Through panel data analyses, we find that PE portfolio firms partly resolve the information asymmetry gap by disclosing significantly more financial statement information than they are legally obliged to, especially in the pre-PE financing year. These differences remain significant when we control for firm-specific characteristics and potential endogeneity problems. From the PE investment year onwards, PE backed firms are even more likely to disclose complete financial statements compared to both the matched sample and the preinvestment firm-years. This finding suggests a clear governance and professionalization impact of PE investors on their portfolio firms’ disclosure behavior. Further, we condition for differences in investor type by splitting our sample in government PE backed and nongovernment PE backed firms. We expect that the lower monitoring and governance impact which is often associated with government-related PE investors will yield lower disclosure levels for their portfolio firms. Results, however, do not support this view although government PE backed firms switch earlier to a high disclosure strategy. This suggests that the well-documented difference in governance and professionalization between government and non-government PE investors has no sizeable effects on the way financial disclosure of their portfolio firms is enforced.
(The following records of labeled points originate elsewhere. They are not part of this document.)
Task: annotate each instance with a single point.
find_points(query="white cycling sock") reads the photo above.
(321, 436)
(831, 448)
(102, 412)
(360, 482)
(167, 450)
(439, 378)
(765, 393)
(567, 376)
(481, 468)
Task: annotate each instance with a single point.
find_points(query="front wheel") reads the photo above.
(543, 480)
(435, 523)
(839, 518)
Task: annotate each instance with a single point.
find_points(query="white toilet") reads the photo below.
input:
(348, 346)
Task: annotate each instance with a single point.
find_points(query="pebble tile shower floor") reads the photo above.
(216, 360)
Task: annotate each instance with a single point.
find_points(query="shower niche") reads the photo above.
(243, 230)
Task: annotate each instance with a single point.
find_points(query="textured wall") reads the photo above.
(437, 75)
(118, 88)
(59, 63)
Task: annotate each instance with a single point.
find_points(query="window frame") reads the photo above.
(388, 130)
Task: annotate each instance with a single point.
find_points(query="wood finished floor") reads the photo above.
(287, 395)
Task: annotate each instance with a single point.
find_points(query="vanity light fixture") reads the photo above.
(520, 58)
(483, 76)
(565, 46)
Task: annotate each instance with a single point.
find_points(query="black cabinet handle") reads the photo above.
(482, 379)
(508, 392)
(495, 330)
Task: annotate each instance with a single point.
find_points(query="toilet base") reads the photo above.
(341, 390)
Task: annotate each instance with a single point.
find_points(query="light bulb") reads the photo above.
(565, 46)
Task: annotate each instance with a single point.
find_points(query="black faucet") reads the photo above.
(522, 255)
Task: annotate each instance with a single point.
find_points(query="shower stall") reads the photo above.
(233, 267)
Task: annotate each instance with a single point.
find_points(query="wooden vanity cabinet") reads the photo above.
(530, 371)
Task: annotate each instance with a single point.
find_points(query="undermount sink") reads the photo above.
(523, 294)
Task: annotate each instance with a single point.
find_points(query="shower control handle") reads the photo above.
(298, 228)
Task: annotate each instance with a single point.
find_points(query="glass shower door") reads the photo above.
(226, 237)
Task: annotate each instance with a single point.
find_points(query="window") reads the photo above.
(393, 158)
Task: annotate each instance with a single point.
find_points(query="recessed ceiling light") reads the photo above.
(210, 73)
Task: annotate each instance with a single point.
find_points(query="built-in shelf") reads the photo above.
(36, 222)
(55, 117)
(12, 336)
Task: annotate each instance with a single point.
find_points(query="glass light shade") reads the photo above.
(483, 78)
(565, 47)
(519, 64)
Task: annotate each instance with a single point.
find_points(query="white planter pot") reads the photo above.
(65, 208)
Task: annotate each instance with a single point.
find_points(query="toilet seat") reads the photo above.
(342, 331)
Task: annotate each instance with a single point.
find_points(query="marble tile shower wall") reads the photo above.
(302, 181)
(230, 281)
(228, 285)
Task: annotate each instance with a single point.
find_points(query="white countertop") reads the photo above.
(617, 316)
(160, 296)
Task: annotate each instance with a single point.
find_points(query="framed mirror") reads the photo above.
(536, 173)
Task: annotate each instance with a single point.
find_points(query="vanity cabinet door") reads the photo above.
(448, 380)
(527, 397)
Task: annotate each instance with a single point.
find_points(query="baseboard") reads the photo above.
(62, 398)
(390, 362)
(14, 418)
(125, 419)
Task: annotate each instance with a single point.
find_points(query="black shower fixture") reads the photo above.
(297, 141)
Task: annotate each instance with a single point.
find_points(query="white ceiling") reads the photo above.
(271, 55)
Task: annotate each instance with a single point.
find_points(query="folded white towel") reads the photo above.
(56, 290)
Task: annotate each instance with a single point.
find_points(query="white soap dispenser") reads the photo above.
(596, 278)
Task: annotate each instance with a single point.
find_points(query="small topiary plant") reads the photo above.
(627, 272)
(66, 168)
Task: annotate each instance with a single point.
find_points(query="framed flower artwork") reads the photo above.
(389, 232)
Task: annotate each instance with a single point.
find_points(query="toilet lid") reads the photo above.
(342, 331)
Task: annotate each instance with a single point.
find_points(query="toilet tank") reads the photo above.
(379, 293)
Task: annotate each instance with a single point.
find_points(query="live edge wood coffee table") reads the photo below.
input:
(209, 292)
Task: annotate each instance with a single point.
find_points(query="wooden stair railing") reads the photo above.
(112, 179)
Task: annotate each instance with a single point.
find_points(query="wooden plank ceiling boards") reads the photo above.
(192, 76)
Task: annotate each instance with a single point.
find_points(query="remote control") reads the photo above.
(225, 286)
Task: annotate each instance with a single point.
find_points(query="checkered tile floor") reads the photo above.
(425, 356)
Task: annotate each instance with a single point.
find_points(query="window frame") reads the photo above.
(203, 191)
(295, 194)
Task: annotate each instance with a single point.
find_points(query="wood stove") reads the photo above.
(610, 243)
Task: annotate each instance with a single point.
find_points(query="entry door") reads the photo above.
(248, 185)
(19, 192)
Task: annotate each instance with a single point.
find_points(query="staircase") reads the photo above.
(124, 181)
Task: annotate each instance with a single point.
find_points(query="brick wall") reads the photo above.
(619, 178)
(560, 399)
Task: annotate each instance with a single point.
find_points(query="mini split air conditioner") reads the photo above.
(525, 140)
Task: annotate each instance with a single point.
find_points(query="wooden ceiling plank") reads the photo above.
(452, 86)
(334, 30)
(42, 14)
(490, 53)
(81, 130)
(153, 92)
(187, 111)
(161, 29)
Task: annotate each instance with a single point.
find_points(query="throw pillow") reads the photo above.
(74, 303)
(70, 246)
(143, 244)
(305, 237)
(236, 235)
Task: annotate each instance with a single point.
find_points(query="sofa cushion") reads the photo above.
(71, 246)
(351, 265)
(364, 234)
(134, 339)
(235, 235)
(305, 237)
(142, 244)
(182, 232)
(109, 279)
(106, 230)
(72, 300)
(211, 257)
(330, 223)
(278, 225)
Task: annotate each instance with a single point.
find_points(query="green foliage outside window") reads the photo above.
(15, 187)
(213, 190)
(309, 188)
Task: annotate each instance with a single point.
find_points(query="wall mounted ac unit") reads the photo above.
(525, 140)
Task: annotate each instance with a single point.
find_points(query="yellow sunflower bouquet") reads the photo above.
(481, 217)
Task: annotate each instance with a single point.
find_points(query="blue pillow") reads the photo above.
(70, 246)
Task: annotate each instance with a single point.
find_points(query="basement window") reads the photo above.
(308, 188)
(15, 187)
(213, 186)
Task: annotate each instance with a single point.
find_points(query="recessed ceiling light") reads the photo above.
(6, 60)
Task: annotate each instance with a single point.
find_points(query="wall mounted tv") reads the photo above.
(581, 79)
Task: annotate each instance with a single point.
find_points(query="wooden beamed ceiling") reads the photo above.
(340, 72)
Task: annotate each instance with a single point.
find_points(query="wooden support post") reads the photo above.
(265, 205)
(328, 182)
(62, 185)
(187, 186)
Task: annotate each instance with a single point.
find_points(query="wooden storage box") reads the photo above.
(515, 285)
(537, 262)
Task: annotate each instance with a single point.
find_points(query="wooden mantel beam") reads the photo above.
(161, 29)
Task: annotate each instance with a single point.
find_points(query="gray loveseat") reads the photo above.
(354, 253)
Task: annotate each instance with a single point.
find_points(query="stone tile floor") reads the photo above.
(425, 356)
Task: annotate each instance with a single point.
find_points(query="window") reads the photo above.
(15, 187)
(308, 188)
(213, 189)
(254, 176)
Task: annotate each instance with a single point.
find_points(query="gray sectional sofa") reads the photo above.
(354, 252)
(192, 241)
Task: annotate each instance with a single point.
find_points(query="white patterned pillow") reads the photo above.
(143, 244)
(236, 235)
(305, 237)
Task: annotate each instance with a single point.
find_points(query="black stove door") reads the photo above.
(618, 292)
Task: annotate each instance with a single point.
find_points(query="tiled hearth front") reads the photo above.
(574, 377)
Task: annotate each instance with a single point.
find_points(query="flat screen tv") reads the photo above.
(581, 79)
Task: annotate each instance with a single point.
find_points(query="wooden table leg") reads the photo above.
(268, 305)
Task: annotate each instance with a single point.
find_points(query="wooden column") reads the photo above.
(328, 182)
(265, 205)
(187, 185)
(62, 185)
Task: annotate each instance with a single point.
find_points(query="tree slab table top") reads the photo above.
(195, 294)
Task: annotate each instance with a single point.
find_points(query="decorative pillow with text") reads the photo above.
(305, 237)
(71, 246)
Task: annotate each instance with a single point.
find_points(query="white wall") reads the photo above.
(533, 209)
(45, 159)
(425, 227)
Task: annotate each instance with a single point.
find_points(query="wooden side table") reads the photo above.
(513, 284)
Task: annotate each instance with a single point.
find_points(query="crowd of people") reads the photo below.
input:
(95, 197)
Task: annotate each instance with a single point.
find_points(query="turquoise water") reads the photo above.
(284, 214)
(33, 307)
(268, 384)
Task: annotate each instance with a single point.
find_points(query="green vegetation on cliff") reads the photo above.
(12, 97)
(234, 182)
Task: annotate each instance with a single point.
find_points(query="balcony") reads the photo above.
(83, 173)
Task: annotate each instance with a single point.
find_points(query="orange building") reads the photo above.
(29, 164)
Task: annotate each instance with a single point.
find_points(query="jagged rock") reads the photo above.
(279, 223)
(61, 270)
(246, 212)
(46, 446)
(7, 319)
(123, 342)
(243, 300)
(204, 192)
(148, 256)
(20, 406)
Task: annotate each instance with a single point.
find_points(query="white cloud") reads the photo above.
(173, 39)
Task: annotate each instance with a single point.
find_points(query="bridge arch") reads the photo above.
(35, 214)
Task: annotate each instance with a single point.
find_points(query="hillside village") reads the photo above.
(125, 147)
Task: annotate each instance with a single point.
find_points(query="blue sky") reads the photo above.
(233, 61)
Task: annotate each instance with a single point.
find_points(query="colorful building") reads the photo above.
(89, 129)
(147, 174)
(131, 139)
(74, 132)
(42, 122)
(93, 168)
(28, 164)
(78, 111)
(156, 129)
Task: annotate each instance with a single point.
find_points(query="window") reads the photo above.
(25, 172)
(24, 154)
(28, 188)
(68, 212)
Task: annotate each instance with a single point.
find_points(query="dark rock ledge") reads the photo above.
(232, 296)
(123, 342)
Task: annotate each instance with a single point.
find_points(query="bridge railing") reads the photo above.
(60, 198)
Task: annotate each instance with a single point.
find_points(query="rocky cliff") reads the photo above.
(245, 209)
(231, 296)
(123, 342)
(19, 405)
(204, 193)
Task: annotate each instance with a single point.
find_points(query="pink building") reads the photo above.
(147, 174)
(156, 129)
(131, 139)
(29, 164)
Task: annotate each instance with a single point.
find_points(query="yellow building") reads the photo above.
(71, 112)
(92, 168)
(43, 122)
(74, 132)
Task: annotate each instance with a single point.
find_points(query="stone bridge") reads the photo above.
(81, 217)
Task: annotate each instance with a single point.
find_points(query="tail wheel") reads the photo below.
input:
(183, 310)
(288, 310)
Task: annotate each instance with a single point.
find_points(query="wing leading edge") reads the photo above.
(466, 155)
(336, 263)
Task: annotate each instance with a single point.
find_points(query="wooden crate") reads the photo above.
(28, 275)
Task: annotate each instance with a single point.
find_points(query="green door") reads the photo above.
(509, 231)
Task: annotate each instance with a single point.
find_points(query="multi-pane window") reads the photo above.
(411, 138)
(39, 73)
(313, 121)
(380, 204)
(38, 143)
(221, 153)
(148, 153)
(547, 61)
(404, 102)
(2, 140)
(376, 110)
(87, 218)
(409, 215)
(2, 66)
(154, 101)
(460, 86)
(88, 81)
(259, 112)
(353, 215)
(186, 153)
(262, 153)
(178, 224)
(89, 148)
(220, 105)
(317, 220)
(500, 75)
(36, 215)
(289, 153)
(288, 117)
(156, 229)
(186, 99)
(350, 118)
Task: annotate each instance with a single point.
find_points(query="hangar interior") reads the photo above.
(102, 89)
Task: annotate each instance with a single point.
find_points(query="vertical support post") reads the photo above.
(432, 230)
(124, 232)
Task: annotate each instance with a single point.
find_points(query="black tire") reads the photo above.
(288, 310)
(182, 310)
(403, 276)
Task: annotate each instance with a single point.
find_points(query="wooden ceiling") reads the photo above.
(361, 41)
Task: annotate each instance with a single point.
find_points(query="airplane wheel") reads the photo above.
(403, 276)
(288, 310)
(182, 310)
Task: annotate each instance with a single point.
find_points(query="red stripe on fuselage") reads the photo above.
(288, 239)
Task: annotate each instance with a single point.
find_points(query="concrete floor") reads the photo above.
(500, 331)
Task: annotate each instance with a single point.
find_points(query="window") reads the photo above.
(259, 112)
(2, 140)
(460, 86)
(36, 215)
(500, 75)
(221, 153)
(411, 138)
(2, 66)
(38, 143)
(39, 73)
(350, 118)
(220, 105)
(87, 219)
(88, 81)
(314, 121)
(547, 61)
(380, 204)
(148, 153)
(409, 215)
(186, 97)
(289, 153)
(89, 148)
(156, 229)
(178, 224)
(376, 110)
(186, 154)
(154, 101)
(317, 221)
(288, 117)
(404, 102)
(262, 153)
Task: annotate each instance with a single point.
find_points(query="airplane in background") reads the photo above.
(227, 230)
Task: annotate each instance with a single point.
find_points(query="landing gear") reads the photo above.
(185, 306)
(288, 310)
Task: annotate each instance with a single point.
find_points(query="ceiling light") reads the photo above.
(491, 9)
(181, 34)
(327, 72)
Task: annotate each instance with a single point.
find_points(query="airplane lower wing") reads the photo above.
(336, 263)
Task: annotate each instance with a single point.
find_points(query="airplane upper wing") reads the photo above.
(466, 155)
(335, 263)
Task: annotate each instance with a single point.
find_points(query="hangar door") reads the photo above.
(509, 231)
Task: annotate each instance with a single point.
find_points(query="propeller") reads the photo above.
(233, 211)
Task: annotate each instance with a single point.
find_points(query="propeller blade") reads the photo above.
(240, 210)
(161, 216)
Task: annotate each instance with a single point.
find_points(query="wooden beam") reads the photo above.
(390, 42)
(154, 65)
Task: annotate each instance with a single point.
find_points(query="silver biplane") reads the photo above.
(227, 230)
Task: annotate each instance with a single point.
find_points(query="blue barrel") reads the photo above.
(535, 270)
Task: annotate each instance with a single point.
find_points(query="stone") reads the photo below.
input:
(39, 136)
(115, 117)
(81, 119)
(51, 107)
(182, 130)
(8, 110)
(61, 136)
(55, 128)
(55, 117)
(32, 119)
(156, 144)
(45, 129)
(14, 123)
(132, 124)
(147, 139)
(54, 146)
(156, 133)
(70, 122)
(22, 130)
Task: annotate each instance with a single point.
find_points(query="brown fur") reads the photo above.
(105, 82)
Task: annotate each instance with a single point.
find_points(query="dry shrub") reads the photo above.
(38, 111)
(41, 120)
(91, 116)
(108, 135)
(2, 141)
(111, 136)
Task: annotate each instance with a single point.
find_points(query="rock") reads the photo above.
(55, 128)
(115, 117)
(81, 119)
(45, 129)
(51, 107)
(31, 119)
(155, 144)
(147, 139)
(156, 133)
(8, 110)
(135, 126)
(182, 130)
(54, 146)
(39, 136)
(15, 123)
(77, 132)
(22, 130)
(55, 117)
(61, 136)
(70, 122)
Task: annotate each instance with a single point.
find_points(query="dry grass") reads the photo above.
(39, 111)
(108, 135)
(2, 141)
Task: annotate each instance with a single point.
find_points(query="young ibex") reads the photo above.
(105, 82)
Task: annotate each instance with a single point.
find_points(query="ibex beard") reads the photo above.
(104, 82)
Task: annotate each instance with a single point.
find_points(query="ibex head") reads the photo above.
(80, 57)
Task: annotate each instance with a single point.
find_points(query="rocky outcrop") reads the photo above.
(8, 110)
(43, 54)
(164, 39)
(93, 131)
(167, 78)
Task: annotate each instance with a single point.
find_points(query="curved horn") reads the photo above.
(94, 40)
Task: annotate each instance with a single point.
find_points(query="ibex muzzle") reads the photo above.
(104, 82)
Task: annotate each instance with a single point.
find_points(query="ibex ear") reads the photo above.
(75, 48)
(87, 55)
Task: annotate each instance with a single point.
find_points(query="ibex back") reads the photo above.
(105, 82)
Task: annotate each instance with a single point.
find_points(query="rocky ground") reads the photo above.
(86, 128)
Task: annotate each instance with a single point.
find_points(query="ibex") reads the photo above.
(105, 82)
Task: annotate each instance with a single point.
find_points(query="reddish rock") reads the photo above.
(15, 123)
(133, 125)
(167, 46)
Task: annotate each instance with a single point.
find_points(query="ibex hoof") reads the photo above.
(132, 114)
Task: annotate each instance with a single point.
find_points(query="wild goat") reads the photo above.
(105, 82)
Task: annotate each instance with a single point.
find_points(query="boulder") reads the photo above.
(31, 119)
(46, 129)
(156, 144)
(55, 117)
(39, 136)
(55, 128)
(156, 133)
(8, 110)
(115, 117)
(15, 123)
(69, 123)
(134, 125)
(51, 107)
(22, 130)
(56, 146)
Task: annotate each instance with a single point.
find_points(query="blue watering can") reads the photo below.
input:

The current study has several contributions. First, this study distinguishes itself from the traditional disclosure literature which studies governance structures in relation to a firm’s disclosure behavior. Prior studies typically associate proxies for a firm’s governance structure with aggregate measures of disclosure tendencies (Raffournier (1995), Ho and Wong (2001), Eng and Mak (2003)). However, these studies face the problem of being short of good proxies for a firm’s governance structure which often results into mixed results. The firms analyzed in the current study are unique in that they contain an indisputable change in governance system resulting from the PE involvement. This provides an exclusive setting to study the impact of intensified scrutiny and governance pressure on a firm’s disclosure behavior. Second, prior studies typically investigate disclosure tendencies of publicly listed companies, primarily driven by data unavailability of unlisted firms. However, recent evidence shows that financial statement information matters for unlisted firms, especially in a PE context, and that this issue is surprisingly neglected in the literature (Hand (2005)). The current study acknowledges this shortcoming and enhances the understanding of the use of disclosure for unlisted firms in response to increased scrutiny and governance by PE investors. Third, most studies analyze disclosure behavior cross-sectionally and typically neglect intertemporal dependencies.

However, disclosure decisions are non-random events and cannot be treated independently from a firm’s changing environment or economics (Healy and Palepu (2001)). The current study overcomes this disregard and exploits the characteristics of a longitudinal dataset to analyze the disclosure evolution in a panel data context.